The Rhinebeck Planning Board left a public hearing open on a proposed 10‑lot, 100‑acre conservation subdivision after residents urged more soil and well testing and raised concerns about stream crossings, driveway access, and emergency‑service impacts; the board set a continuation for May 18, 2026.

The Rhinebeck Planning Board continued the public hearing on a proposed conservation subdivision covering roughly 100 acres after residents and board members pressed for more technical review and testing.

Greg Tripp, a consultant with GPI, told the board the project team has begun outreach to local land trusts and submitted responses to comments from CPL, and that DEC guidance is being sought to clarify a previously issued jurisdictional determination. “We’ve started that process,” Tripp said, and the applicant will issue a formal comment‑response letter before the next hearing.

Speakers and consultants spent much of the session focusing on how the site plan handles streams, driveway access and the conservation easement. A planning‑board adviser who reviewed the Rhinebeck Natural Resource Inventory map warned the proposal currently requires at least two stream crossings and said substantial bridge work would be necessary to carry construction and emergency vehicles. The adviser noted one recent bridge replacement project’s engineering and construction costs approached $100,000.

Residents urged the board to require further testing before permitting construction. “We don’t know what the soil looks like there. We don’t know what the water is,” said Jeff Carter, who said he provided DEC records to the board and asked that the applicant conduct broader soil borings and water tests to confirm there were no buried dumps or contaminants on or near the site. Nancy Schomel, another neighbor, said her private well has been unusable and that she has submitted a New York State private‑well testing notice; “I have not been able to drink my own water because it’s contaminated,” she said.

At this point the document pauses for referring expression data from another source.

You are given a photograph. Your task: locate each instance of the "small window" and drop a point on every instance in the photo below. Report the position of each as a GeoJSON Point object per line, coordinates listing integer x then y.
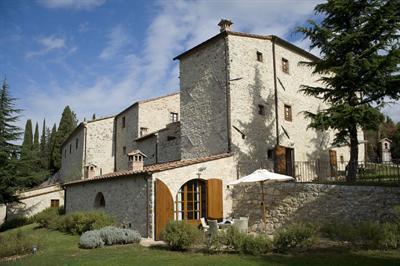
{"type": "Point", "coordinates": [174, 117]}
{"type": "Point", "coordinates": [55, 203]}
{"type": "Point", "coordinates": [123, 122]}
{"type": "Point", "coordinates": [285, 65]}
{"type": "Point", "coordinates": [288, 112]}
{"type": "Point", "coordinates": [143, 131]}
{"type": "Point", "coordinates": [259, 57]}
{"type": "Point", "coordinates": [261, 109]}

The applicant and its consultants said they have provided substantial materials and that targeted testing and bedrock probes are possible options, but also stressed such work requires the board to identify specific locations and contaminants to test for. “We need baseline information about where to look and what to look for,” a planning official said. Consultants noted that some targeted probes and a limited number of soil samples could be affordable and would provide useful information for SEQR Part 2 review.

Board and staff members recognized multiple technical items remain open — including stormwater design, septic/percolation details, bedrock locations and a final traffic/driveway determination with DOT. Members discussed options for clustering lots, forming an HOA, and creating a land trust to manage conserved acreage, but noted some changes would require code adjustments or variances.

After hearing public testimony and consultant input, the board voted to continue the public hearing to May 18, 2026, and asked the applicant to submit outstanding materials and a summary of the remaining technical items by email in advance of the next session. No final determinations were made on contamination allegations, and the board said it would use the additional materials to determine whether further sampling is required.